УТОПЛЕННИК
Средь струистых овсяниц, на той на поляне,
Где меж лесом и лугом затеряны грани,
На траву полегло в бездыханном растяге
Все туманы пробредшее тело бродяги,
Кто однажды решил, обыскавшись веселья,
Всем навылетным духом – зазелиться в зелья.

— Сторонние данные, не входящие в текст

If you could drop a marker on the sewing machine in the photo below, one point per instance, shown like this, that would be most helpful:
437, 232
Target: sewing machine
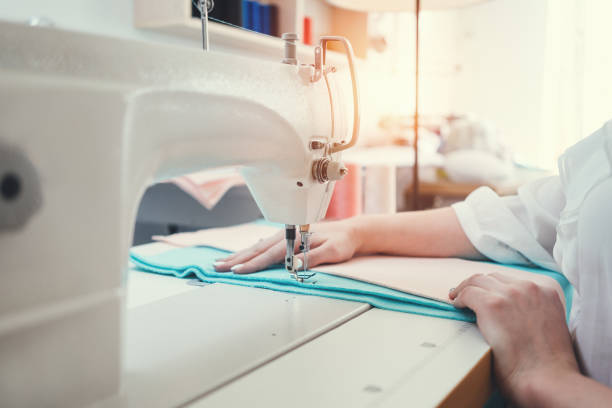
89, 122
86, 123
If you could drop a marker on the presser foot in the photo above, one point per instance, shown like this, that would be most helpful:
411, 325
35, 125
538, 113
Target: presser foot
290, 264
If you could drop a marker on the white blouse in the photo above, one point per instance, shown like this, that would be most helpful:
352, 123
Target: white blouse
563, 223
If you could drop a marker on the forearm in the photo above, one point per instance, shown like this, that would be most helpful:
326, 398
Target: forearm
432, 233
559, 389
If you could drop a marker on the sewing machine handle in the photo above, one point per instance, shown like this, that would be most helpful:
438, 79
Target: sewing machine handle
338, 147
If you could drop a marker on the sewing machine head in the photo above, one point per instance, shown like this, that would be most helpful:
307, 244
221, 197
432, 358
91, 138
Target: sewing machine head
105, 129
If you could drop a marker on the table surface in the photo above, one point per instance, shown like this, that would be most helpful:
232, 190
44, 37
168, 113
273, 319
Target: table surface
223, 345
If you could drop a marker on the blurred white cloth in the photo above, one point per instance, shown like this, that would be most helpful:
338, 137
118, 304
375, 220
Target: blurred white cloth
208, 187
563, 223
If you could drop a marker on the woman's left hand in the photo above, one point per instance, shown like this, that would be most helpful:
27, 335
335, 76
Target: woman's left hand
524, 324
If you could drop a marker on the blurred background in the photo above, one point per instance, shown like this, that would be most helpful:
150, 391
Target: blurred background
505, 87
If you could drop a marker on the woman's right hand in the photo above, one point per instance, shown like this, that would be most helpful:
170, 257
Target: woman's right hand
331, 242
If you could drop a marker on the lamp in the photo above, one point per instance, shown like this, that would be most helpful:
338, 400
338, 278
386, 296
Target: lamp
411, 6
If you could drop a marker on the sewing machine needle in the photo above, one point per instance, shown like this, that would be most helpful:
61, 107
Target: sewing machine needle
290, 237
305, 245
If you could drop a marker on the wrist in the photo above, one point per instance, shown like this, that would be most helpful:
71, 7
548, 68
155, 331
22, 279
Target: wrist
539, 388
358, 230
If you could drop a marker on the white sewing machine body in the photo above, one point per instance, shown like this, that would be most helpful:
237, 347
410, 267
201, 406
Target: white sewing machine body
86, 124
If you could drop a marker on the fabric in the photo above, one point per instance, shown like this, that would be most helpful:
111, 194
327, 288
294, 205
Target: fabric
562, 223
208, 187
197, 261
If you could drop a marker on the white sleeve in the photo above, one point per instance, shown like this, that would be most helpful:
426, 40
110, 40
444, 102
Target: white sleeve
518, 229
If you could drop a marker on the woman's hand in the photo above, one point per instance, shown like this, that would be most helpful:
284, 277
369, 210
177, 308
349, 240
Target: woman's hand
330, 242
525, 326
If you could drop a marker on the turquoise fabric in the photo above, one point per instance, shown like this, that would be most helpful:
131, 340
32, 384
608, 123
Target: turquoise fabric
197, 261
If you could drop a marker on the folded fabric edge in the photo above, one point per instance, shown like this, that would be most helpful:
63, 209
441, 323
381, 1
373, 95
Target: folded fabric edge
202, 275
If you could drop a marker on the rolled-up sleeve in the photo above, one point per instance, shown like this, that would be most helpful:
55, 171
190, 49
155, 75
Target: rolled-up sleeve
519, 229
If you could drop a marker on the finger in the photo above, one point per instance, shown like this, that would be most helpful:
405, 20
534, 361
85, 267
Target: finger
503, 278
225, 264
321, 255
472, 297
482, 281
273, 255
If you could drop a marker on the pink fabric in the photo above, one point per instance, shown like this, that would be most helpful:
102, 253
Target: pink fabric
209, 186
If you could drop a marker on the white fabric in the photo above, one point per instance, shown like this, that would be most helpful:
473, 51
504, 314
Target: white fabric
562, 223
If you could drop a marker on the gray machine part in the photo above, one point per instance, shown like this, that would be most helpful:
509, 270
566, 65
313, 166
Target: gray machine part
20, 193
166, 209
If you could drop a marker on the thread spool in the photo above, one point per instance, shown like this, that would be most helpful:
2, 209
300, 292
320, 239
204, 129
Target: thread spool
347, 197
380, 189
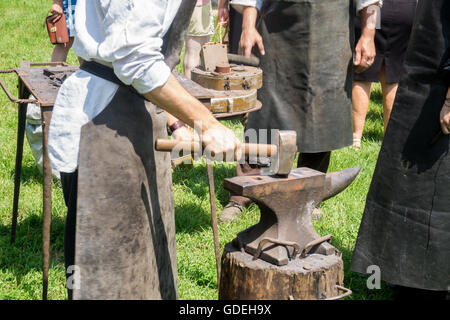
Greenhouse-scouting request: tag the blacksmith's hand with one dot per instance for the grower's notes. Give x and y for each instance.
(221, 144)
(445, 115)
(223, 15)
(364, 53)
(250, 36)
(365, 48)
(185, 133)
(57, 10)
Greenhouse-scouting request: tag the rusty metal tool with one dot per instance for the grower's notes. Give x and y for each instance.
(286, 203)
(282, 153)
(212, 198)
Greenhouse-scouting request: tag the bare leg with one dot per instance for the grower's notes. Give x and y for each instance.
(192, 53)
(60, 51)
(360, 104)
(389, 92)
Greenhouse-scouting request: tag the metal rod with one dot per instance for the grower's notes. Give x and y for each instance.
(212, 197)
(346, 293)
(47, 200)
(22, 112)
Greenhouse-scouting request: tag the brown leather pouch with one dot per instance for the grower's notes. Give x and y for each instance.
(57, 32)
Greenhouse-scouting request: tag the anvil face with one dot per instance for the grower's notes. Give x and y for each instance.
(286, 204)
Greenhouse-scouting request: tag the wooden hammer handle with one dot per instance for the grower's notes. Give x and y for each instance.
(253, 149)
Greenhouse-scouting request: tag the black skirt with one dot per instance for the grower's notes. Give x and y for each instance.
(307, 74)
(405, 230)
(391, 40)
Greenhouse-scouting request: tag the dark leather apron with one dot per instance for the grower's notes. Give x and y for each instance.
(307, 72)
(125, 230)
(405, 229)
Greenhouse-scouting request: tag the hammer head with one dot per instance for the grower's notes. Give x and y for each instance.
(286, 142)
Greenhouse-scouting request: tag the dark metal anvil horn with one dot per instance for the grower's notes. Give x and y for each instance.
(286, 203)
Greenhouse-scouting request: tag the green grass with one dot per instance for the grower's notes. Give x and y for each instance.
(24, 38)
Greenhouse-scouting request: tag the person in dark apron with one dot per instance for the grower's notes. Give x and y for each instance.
(391, 42)
(305, 49)
(119, 240)
(405, 229)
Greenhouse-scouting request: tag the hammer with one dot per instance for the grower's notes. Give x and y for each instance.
(282, 153)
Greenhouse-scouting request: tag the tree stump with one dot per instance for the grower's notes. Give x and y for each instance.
(314, 277)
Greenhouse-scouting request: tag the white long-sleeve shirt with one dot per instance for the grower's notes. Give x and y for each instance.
(360, 4)
(125, 35)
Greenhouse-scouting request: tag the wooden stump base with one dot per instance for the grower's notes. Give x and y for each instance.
(314, 277)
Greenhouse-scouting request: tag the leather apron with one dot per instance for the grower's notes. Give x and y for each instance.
(125, 230)
(405, 229)
(307, 72)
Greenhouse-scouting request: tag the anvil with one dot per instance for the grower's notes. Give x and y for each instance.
(286, 203)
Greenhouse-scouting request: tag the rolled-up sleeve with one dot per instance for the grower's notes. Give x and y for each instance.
(133, 41)
(240, 4)
(361, 4)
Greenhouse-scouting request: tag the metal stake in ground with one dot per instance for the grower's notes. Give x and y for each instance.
(212, 199)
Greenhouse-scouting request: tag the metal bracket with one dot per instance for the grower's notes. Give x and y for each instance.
(346, 293)
(8, 93)
(279, 242)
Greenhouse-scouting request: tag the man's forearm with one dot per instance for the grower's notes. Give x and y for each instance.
(174, 99)
(222, 4)
(249, 16)
(368, 20)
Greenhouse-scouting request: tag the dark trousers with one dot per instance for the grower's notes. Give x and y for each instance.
(69, 182)
(317, 161)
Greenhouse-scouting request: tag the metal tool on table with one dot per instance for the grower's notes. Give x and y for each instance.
(42, 81)
(235, 88)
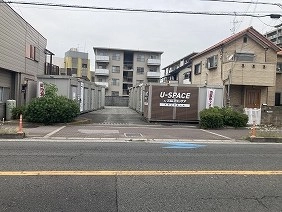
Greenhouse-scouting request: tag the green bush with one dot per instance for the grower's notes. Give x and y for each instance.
(234, 118)
(219, 117)
(51, 109)
(211, 118)
(16, 111)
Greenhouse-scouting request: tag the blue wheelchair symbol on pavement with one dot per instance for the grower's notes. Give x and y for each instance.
(182, 145)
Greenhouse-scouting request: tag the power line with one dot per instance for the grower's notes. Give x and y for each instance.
(138, 10)
(247, 2)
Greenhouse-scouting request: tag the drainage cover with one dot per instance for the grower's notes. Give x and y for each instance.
(132, 134)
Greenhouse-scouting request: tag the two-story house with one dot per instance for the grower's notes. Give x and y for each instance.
(179, 72)
(22, 57)
(245, 64)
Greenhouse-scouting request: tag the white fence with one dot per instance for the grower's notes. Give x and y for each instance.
(254, 115)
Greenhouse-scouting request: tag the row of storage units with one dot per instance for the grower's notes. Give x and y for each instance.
(89, 95)
(179, 103)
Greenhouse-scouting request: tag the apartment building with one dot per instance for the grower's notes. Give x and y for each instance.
(246, 64)
(76, 64)
(275, 35)
(120, 69)
(179, 72)
(23, 56)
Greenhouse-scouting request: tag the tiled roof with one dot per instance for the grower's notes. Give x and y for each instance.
(251, 32)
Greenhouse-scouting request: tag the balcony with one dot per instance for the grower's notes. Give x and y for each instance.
(102, 59)
(104, 84)
(186, 81)
(153, 62)
(248, 73)
(102, 72)
(153, 75)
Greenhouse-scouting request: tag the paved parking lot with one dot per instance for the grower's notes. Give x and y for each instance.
(123, 123)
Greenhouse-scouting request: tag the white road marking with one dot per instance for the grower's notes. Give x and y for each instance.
(217, 134)
(53, 132)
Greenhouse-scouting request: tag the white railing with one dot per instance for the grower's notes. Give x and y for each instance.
(104, 84)
(154, 62)
(102, 72)
(102, 58)
(153, 74)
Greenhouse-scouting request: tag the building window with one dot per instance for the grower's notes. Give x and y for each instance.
(212, 62)
(115, 93)
(154, 56)
(4, 94)
(116, 56)
(115, 82)
(102, 67)
(153, 80)
(138, 82)
(115, 69)
(153, 69)
(248, 57)
(245, 39)
(187, 75)
(102, 53)
(279, 67)
(32, 52)
(277, 99)
(1, 94)
(74, 71)
(141, 57)
(140, 70)
(197, 68)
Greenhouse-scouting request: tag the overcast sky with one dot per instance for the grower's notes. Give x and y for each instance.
(177, 35)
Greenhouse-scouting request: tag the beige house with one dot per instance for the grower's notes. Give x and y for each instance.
(246, 64)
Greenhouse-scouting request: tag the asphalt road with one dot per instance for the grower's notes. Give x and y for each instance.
(139, 176)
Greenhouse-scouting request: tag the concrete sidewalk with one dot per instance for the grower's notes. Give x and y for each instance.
(123, 123)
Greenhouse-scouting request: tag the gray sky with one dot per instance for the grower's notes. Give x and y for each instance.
(176, 35)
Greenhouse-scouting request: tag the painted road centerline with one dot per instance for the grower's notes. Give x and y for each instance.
(136, 173)
(216, 134)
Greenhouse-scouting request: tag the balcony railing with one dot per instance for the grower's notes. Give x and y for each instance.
(105, 84)
(128, 79)
(186, 81)
(153, 62)
(249, 73)
(102, 59)
(153, 74)
(102, 72)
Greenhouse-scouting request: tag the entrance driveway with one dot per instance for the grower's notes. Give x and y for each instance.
(123, 123)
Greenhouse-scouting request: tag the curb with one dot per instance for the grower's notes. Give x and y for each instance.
(12, 136)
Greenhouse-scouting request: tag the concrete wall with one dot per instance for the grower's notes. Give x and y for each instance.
(117, 101)
(271, 115)
(2, 111)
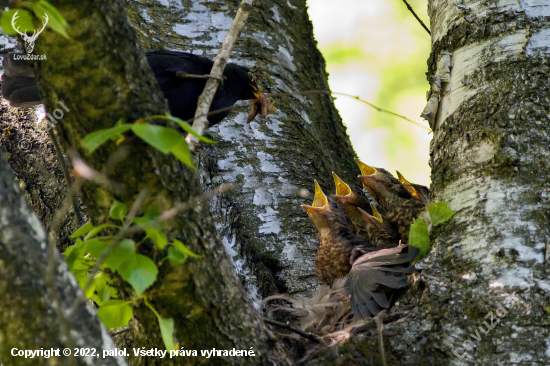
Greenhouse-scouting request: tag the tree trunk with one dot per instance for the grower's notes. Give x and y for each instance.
(268, 162)
(33, 309)
(489, 157)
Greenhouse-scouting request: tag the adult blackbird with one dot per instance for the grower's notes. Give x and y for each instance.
(400, 206)
(181, 77)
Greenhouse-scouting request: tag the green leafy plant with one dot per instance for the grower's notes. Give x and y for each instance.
(98, 258)
(40, 9)
(419, 233)
(165, 139)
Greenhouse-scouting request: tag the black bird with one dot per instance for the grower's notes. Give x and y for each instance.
(181, 77)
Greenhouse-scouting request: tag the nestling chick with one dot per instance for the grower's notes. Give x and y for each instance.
(381, 233)
(400, 205)
(351, 199)
(336, 240)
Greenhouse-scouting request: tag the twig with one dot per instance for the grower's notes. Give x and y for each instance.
(417, 18)
(328, 92)
(381, 109)
(206, 97)
(309, 336)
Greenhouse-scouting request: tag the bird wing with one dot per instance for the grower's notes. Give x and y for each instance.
(18, 82)
(375, 275)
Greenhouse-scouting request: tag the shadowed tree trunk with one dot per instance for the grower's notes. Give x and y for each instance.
(35, 297)
(489, 158)
(258, 211)
(268, 162)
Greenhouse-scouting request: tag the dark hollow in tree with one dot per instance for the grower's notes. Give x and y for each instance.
(181, 77)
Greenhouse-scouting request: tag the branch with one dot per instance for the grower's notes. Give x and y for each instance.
(205, 99)
(417, 18)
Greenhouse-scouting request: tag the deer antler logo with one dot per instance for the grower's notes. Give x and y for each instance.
(29, 40)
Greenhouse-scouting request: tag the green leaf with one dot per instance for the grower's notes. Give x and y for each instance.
(83, 230)
(118, 210)
(161, 138)
(440, 213)
(96, 230)
(176, 256)
(73, 252)
(115, 313)
(23, 22)
(96, 247)
(178, 244)
(55, 20)
(189, 129)
(182, 153)
(157, 237)
(184, 125)
(121, 252)
(103, 291)
(419, 237)
(97, 138)
(151, 214)
(139, 271)
(166, 328)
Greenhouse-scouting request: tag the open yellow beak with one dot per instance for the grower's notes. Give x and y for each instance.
(342, 189)
(320, 201)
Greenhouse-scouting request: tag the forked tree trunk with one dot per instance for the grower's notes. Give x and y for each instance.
(486, 296)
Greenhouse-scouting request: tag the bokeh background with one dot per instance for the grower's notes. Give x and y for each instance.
(377, 50)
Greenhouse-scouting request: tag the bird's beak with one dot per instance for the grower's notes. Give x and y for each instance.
(408, 185)
(320, 201)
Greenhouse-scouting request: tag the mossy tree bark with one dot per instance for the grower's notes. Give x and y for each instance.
(269, 161)
(482, 296)
(488, 156)
(37, 290)
(279, 156)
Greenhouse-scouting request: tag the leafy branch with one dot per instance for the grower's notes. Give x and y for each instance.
(112, 255)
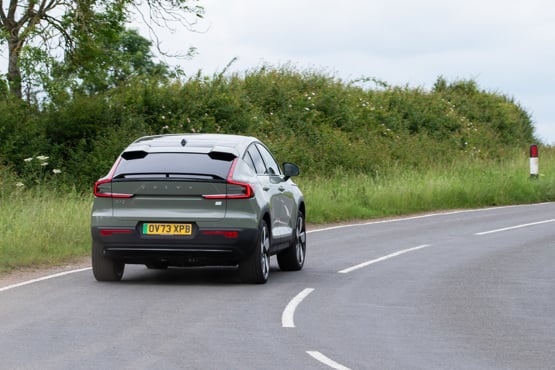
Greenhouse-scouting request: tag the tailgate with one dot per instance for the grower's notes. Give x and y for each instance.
(169, 200)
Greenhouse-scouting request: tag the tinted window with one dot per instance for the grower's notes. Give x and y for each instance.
(271, 164)
(256, 160)
(175, 164)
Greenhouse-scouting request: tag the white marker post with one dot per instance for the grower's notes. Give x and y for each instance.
(534, 161)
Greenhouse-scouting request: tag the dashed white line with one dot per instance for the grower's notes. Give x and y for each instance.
(287, 317)
(13, 286)
(515, 227)
(326, 360)
(368, 263)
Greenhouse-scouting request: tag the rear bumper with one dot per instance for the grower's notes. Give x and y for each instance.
(130, 246)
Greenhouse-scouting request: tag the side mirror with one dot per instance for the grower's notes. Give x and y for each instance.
(290, 169)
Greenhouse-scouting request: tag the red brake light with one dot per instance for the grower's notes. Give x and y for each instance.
(103, 188)
(235, 189)
(110, 232)
(227, 234)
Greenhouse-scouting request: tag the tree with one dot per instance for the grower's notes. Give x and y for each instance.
(77, 25)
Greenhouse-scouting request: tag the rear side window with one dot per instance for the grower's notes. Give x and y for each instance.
(174, 164)
(255, 159)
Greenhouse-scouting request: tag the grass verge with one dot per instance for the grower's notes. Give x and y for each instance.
(43, 228)
(49, 227)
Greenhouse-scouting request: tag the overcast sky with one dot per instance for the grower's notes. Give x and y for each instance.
(506, 46)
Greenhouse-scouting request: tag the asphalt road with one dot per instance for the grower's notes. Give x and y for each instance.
(458, 290)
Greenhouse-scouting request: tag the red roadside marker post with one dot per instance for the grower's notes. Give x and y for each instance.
(534, 161)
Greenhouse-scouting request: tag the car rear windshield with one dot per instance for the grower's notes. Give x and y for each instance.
(174, 165)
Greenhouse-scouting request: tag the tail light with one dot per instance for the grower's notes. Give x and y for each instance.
(235, 189)
(103, 188)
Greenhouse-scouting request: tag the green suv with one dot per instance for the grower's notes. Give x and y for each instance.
(198, 200)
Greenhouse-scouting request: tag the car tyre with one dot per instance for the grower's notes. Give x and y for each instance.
(256, 268)
(104, 268)
(292, 258)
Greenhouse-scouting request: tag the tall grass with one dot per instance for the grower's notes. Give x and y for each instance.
(347, 196)
(45, 226)
(42, 228)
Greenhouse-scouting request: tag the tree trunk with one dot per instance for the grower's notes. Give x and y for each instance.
(14, 72)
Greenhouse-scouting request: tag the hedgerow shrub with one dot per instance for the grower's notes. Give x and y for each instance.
(320, 122)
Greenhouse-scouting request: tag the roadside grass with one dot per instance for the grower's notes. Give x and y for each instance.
(44, 226)
(467, 184)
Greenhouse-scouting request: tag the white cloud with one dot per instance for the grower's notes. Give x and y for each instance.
(506, 46)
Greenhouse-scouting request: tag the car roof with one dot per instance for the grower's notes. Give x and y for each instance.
(192, 143)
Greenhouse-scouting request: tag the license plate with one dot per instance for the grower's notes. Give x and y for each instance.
(167, 229)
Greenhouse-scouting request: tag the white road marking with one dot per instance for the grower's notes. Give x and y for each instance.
(368, 263)
(43, 278)
(515, 227)
(287, 317)
(326, 360)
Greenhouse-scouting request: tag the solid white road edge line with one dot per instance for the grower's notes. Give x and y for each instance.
(287, 317)
(368, 263)
(326, 360)
(43, 278)
(515, 227)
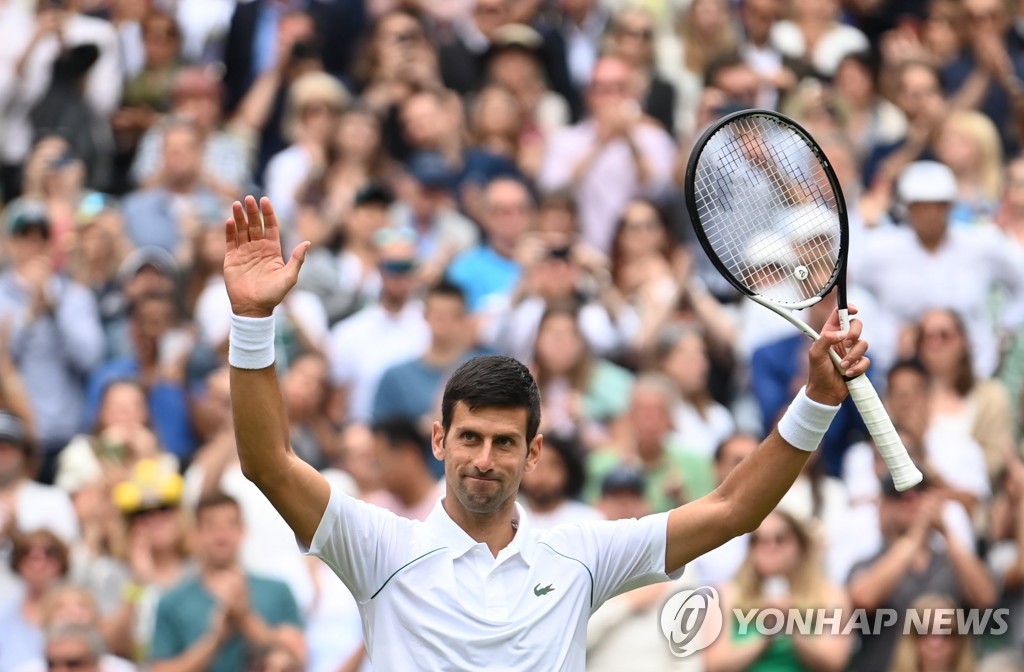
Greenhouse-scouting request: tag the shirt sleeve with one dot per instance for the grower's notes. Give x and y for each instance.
(623, 555)
(361, 543)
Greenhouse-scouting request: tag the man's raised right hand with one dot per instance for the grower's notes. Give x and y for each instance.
(256, 277)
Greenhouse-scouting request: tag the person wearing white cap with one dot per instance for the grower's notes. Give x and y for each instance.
(929, 264)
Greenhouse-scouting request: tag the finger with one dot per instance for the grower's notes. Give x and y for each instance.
(295, 263)
(230, 234)
(255, 220)
(271, 231)
(241, 225)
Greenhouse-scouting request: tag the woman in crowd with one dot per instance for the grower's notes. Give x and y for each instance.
(782, 571)
(582, 393)
(701, 422)
(934, 652)
(960, 402)
(631, 37)
(41, 560)
(314, 103)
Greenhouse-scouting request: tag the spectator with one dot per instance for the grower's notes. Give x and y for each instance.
(155, 554)
(306, 393)
(582, 392)
(314, 102)
(722, 563)
(488, 273)
(619, 634)
(909, 565)
(196, 96)
(612, 156)
(344, 273)
(961, 403)
(700, 422)
(208, 620)
(675, 474)
(939, 257)
(411, 489)
(26, 505)
(155, 215)
(74, 635)
(933, 649)
(41, 560)
(632, 39)
(148, 84)
(163, 346)
(783, 571)
(55, 335)
(550, 493)
(33, 44)
(815, 35)
(364, 346)
(412, 389)
(969, 143)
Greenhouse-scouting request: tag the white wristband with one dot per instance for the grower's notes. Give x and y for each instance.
(806, 421)
(251, 342)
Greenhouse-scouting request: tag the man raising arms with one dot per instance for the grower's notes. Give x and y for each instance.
(474, 586)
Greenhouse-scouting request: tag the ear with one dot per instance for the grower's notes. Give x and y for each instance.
(534, 452)
(437, 441)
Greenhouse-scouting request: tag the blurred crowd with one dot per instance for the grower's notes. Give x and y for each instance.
(494, 176)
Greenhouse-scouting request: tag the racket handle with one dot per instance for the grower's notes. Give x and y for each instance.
(905, 473)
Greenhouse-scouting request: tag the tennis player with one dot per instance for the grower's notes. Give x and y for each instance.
(474, 587)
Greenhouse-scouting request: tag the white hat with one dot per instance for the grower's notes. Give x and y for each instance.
(927, 181)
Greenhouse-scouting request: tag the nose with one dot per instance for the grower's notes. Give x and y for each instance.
(484, 459)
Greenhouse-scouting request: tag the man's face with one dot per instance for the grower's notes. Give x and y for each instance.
(182, 156)
(485, 455)
(509, 211)
(929, 219)
(397, 266)
(446, 318)
(71, 655)
(219, 533)
(610, 87)
(734, 452)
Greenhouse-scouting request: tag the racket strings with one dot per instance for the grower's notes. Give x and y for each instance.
(768, 210)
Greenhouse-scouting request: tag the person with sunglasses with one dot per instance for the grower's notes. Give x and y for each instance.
(55, 334)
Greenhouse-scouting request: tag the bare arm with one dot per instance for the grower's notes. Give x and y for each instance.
(748, 495)
(257, 281)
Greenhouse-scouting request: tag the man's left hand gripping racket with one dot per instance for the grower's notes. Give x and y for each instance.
(769, 211)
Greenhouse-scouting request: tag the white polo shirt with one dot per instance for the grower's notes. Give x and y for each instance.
(433, 598)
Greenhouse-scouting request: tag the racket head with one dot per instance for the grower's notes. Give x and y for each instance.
(768, 209)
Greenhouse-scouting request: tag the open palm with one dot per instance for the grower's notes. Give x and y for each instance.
(256, 276)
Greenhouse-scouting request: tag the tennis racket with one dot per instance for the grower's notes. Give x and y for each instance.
(769, 211)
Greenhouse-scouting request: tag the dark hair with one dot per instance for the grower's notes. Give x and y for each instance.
(571, 454)
(401, 432)
(449, 289)
(213, 500)
(493, 381)
(724, 61)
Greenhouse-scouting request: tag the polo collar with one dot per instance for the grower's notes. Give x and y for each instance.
(460, 543)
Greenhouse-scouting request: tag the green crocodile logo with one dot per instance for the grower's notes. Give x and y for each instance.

Ему лиственный демон явился под древом,
И объял его шелестным веем-повевом,
И расцветов блазнил неистомчивым спехом
И задышливых уст многомудрым несмехом,
Сутью жизни иной, в исчезании сущей,
И манил в гущину, что всё гуще и гуще!
Тот же мчался по кромкам всё новых замирий
И терял свою душу, тягчившую гирей.
И вбежал в той черники стозвонцы-кувшины,
В ту притемень хвощей, в те курганы-тишины,
В неотмирный тот мир, безрассветно-бесслухий,
В те последние шумы былой завирухи,
Где, как бор во бору – так же тёмный на теле,
Он теперь утонул во зелёной топели.
Интересный текст, нет сомнений. Но есть вопросы, на которые было бы заманчиво получить… нет, не ответы (какие тут могут быть ответы?) – скорее намёки, проливающие свет, приоткрывающие завесы; какие-то параллели между польским и русским, моменты выбора слов для перевода. Ведь переводчик сплошь использует формы, имеющие русские корни, но не принадлежащие русскому словарю. В русской поэзии мы с этим широко сталкиваемся, вот первый же пришедший на ум пример: «Что же мне делать, слепцу и пасынку, в мире, где каждый и отч и зряч…» Это несуществующее «отч» как будто погружает нас в глубины языка и делает текст немыслимо русским. В случае перевода, о котором мы говорим, видится противоположный мотив: сохранить дух польского слова, не создавать в прямом смысле русское стихотворение. Это, безусловно, чувствуется – даже при незнании языка оригинала. Может быть, Геннадий Зельдович захотел бы дополнить картину своими штрихами?